O Atelier Robert DOISNEAU é a estrutura criada por Annette DOISNEAU e Francine DEROUDILLE, as duas filhas do fotógrafo, para assegurar a preservação e a representação de sua obra. No apartamento de Montrouge onde DOISNEAU viveu e trabalhou por mais de 50 anos, todos os 450.000 negativos são armazenados, ordenados e numerados, o que permite a criação de exposições e edição de livros e, às vezes, oferecendo a alegria da descoberta de um trabalho inédito.
Na chegada ao Atelier uma placa indica o edifício em que o fotógrafo morou a maior parte da sua vida.

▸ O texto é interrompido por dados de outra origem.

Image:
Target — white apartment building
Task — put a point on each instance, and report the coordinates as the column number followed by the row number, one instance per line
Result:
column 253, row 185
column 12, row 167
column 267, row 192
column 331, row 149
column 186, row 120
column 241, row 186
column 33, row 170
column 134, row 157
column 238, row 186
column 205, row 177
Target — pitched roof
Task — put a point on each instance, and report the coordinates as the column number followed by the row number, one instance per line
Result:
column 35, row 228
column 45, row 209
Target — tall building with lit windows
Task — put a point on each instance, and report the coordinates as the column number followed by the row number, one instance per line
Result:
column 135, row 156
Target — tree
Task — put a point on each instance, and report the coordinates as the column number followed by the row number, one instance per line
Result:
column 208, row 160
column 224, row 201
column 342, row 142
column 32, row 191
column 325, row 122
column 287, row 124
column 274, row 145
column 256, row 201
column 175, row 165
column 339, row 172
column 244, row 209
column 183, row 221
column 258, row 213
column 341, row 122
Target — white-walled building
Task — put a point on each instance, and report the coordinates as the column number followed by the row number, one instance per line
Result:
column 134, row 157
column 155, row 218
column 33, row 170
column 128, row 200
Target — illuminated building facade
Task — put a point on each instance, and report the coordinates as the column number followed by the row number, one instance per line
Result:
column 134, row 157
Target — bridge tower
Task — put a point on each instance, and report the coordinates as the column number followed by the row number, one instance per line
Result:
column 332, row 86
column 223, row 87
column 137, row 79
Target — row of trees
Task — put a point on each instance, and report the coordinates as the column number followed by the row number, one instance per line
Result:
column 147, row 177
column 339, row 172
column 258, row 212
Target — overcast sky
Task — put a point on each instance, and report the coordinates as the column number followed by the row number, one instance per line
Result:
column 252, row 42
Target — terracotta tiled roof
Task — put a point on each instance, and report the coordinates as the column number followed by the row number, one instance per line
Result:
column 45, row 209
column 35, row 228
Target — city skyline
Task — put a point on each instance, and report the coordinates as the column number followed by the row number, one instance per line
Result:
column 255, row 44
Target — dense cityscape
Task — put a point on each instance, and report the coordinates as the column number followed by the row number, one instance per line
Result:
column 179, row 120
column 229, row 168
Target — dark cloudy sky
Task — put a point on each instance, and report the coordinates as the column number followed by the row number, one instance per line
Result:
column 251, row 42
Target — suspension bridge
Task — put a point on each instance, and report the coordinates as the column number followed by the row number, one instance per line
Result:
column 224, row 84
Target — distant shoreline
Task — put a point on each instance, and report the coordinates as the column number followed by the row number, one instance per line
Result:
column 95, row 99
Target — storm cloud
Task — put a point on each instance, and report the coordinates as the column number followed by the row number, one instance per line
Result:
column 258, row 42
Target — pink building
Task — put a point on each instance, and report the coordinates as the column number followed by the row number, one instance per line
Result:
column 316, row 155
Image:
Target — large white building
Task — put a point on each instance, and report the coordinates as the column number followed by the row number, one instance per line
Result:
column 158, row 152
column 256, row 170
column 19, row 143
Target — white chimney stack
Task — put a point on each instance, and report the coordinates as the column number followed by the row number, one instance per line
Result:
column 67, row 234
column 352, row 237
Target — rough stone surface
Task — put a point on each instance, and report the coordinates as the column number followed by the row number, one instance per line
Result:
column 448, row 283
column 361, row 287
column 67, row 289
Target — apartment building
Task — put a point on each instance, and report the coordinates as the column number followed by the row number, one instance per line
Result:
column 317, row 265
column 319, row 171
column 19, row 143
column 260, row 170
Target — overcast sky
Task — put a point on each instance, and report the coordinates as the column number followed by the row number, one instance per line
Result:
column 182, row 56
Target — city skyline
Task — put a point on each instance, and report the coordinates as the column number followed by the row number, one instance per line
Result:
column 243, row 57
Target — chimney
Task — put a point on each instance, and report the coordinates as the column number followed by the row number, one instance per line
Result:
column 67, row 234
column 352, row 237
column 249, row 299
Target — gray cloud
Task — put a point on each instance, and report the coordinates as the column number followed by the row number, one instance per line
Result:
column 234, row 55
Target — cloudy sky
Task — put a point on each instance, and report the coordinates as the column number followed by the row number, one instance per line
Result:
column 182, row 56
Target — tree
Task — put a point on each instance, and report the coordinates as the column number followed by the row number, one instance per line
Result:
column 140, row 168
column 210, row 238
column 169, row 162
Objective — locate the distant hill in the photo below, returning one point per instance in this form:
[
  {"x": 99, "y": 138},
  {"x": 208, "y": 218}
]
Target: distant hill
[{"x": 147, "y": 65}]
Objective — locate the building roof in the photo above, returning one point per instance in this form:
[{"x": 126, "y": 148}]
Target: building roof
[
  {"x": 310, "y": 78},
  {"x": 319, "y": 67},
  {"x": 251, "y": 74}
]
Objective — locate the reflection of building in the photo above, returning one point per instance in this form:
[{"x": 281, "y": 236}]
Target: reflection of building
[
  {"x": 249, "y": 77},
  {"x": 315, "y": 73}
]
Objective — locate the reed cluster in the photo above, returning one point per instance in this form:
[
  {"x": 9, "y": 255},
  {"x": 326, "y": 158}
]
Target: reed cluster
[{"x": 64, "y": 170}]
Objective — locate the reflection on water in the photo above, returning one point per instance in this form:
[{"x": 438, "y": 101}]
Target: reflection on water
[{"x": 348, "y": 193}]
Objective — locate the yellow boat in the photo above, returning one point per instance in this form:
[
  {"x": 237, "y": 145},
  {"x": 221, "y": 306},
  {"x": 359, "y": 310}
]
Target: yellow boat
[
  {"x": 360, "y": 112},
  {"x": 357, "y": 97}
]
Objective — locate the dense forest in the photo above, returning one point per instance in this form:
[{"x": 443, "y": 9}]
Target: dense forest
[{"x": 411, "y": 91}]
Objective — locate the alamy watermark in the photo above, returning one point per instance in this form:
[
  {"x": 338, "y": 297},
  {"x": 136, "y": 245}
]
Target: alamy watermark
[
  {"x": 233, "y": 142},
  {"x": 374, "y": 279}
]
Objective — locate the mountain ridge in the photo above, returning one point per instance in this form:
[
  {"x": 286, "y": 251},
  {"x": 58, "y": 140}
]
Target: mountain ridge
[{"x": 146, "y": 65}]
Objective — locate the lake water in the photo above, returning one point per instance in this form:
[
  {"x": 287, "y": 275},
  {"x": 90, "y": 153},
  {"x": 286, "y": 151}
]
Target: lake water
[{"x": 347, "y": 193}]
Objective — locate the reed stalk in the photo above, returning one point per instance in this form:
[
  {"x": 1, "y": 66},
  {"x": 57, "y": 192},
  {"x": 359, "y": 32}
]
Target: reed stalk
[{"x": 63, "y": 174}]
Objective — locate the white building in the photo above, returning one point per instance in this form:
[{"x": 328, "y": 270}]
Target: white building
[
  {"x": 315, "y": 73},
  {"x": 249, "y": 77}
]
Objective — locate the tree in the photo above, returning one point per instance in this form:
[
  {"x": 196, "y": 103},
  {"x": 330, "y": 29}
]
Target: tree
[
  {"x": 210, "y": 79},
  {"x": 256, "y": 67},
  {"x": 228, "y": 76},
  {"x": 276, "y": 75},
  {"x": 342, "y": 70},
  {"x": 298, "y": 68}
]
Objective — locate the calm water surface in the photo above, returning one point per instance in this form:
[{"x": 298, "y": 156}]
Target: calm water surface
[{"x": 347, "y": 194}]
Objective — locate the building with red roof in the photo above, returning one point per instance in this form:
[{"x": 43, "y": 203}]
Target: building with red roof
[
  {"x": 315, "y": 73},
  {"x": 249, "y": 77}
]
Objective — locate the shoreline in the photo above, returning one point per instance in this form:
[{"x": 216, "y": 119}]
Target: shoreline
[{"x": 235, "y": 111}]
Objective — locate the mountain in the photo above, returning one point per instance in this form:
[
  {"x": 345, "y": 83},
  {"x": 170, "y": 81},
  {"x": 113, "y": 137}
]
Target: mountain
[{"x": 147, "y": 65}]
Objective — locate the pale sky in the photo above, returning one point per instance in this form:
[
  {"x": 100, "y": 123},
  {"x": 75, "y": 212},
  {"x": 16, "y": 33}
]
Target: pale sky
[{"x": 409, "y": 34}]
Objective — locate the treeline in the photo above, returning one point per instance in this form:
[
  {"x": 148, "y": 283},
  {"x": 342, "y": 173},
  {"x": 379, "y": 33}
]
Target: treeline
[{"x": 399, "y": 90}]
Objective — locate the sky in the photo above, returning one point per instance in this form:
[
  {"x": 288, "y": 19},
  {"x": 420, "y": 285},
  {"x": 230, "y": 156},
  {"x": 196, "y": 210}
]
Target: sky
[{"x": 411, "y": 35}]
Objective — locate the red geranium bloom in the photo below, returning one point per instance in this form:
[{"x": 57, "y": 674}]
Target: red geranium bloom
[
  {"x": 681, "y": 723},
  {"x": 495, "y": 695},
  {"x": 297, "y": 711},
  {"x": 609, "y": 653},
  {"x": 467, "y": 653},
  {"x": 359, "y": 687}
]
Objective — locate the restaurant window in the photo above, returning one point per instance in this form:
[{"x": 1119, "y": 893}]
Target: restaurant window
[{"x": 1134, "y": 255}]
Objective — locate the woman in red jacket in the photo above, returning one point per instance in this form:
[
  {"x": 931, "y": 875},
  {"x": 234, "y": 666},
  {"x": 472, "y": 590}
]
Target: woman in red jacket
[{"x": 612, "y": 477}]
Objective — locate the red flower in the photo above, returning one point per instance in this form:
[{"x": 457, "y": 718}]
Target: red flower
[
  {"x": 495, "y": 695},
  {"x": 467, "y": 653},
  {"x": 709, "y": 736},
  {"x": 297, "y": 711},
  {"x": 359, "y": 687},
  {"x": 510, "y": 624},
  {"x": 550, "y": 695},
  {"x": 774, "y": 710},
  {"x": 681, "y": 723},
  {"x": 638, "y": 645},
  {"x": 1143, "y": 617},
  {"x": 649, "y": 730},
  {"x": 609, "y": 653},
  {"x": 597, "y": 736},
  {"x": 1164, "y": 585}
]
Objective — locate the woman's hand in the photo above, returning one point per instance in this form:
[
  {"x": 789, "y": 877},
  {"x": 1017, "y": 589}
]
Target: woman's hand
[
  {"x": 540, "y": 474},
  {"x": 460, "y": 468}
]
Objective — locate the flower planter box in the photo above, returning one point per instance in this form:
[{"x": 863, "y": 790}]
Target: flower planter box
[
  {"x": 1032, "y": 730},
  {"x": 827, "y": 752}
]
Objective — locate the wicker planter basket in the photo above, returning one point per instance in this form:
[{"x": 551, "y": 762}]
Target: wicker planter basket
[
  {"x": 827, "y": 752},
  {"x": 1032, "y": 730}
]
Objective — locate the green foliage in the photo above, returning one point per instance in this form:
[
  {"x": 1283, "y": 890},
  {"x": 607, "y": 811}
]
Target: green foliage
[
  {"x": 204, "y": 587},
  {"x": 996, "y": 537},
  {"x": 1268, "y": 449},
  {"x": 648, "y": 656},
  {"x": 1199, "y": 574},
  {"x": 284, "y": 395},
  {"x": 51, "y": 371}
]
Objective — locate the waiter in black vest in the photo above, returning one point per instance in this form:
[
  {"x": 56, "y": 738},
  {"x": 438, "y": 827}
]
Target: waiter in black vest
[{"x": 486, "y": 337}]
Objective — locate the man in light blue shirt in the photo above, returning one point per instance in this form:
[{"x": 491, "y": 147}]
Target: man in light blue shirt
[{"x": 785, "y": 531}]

Na escada, um retrato de um DOISNEAU sorridente acolhe quem chega, e um imenso poster de “O Beijo do Hotel de Ville” atrai os olhos de quem entra no Atelier, que ocupa apenas o segundo andar do edifício.
“É verdade que O Beijo do Hotel de Ville é uma foto que tomou um grande espaço na obra de meu pai, e que deu início a toda uma aventura de celebridade e de sucesso”, reconhece Francine. “Esta foto na realidade, foi uma encomenda da revista Life, que pediu ao meu pai para fazer uma reportagem sobre o Amor em Paris. Ele então pediu a um jovem casal de atores e que eram namorados, que passeassem por Paris enquanto ele os fotografava”. Quando perguntada se se trata de uma foto posada, ela é enfática: “Não foi posada, e sim acordada” explicando que em nenhum momento DOISNEAU pediu para que o jovem casal parasse ou simulasse qualquer ação. “Ele nem apreciava particularmente esta foto”.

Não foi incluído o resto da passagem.